Saturday, February 12, 2011

24 - Egypt - Smoke and Shadows

Kebash Road - Karnak
Could Egypt become the first-ever, Arab democracy?
The parties are winding down in Cairo and Alexandria, and soon will be over. Besides the symbolic resignation of its leader, the armed forces are still in power, as they were since the fall of the sultanate.
Give the people smoke and shadows: instead of the British-supported Sultans, give them military-appointed Pharaohs, to love first and hate later. Nasser, Sadat, Mubarak, figureheads change, the real power remains in the same hands. Give the people a whistle to blow, let them dance on the streets and they will eventually go home.
What to expect this time? Nasser nationalized the Suez Canal, Sadat made peace with Israel and Mubarak protected foreign investment and tourism. All of them entrenched a privileged military caste, lined their own and their cronies pockets, wrested external help, mostly economic. The military will now oversee the "transition"...
The fire of the demand for people empowerment is spreading throughout the region. Two much smoke and some shadows haunting the remembrance of Iran-like unqualified disasters, local wars, terrorism, religious extremists, betrayed promises. After the appearance of victory, starts now the real effort to actually move forward some political, social and economic improvements. “Allah Akbar” is not a government program.
The Arab autocrats and dictators (with a couple of minor exceptions) do not have the minimum saving grace of some other authoritarian regimes, who used their powers to reform the society and fight the most egregious forces of retardation.
Ataturk’s "young Turks" reined in the religious harmful superstitions keeping the people ignorant and the women oppressed. The Chinese stopped the population explosion with the one-child policy, without which there was no hope of ever feeding everybody and improving the economy.
Alas, democracy is not the end of the road to social progress and fairness. Both China and India are extreme examples of one an authoritarian regime and the other a democracy: each of them equally ridded with corruption, a growing chasm between the privileged few and the starving, slave-like majority. Real democracy takes time, and education, and work, and justice. Real democracy is always born in pain.
Most of the world, notoriously the Arab family of nations (as well as their neighboring Asian and African ones, led by committees, stooges or chieftains), still live with a medieval mindset: patriarchal, tribal, theocratic, aristocratic, mafia-like, chose the name, the functioning is the same: the few living out of the work of the many, using the forces of weapons, ideology or religion, to coerce people to comply with extortion practices.

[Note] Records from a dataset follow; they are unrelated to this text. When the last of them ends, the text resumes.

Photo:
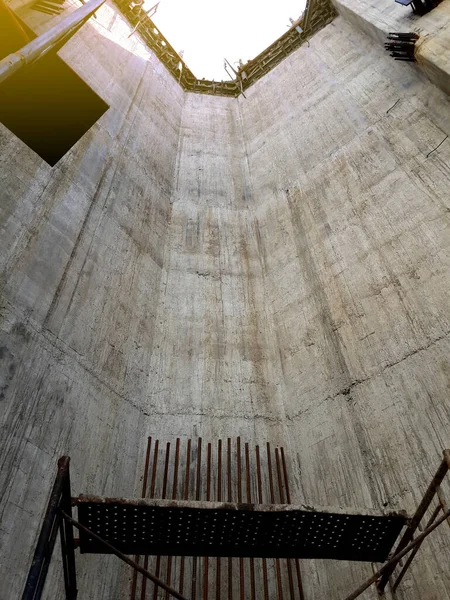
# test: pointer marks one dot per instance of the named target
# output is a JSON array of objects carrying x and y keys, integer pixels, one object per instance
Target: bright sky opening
[{"x": 210, "y": 31}]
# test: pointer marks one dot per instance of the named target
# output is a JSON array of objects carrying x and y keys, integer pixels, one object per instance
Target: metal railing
[{"x": 50, "y": 40}]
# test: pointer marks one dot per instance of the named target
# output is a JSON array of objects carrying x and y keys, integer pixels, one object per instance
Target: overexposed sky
[{"x": 209, "y": 30}]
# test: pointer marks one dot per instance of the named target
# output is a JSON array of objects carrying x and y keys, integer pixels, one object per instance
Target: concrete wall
[
  {"x": 274, "y": 267},
  {"x": 353, "y": 215},
  {"x": 81, "y": 262}
]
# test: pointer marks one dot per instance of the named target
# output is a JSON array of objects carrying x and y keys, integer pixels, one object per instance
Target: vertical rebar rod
[
  {"x": 197, "y": 497},
  {"x": 286, "y": 480},
  {"x": 208, "y": 498},
  {"x": 152, "y": 494},
  {"x": 185, "y": 497},
  {"x": 230, "y": 560},
  {"x": 219, "y": 499},
  {"x": 260, "y": 500},
  {"x": 144, "y": 491},
  {"x": 163, "y": 497},
  {"x": 174, "y": 497},
  {"x": 239, "y": 494},
  {"x": 272, "y": 500},
  {"x": 415, "y": 550},
  {"x": 282, "y": 500},
  {"x": 249, "y": 500},
  {"x": 288, "y": 496}
]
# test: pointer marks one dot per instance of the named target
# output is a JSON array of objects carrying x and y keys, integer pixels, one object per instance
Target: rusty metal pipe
[
  {"x": 390, "y": 565},
  {"x": 418, "y": 515}
]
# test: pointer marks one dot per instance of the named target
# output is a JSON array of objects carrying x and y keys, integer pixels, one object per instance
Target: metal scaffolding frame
[{"x": 188, "y": 518}]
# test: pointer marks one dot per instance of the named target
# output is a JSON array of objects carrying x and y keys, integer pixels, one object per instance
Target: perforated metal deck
[{"x": 181, "y": 528}]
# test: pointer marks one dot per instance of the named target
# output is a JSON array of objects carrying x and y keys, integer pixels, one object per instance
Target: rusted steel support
[
  {"x": 391, "y": 563},
  {"x": 124, "y": 557},
  {"x": 418, "y": 516},
  {"x": 405, "y": 567},
  {"x": 49, "y": 40},
  {"x": 60, "y": 495}
]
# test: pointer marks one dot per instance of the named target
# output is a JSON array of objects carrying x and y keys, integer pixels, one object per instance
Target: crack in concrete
[{"x": 348, "y": 389}]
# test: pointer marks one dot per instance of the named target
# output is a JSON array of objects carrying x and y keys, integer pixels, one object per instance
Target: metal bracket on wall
[
  {"x": 420, "y": 7},
  {"x": 402, "y": 46}
]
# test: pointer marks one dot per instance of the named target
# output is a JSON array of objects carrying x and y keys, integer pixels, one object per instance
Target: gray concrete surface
[{"x": 274, "y": 267}]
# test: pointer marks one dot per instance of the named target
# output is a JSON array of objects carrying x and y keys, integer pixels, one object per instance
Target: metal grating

The spoils of power take many forms: raiding directly the national Treasury, selling the country's natural resources for private profit, controlling the economy, requiring local and useless sponsors for foreign investment (or partners who share the profits without real work or actual capital), demanding bribes for every administrative or bureaucratic procedure. All this is done proportionally to power, rank, connections, as well as prodding or disruptive capacities.
Real democracy is not likely to happen yet there, but hope springs eternal.
On the other hand, doesn’t at least some of the above sound somewhat familiar to our own, "developed" countries?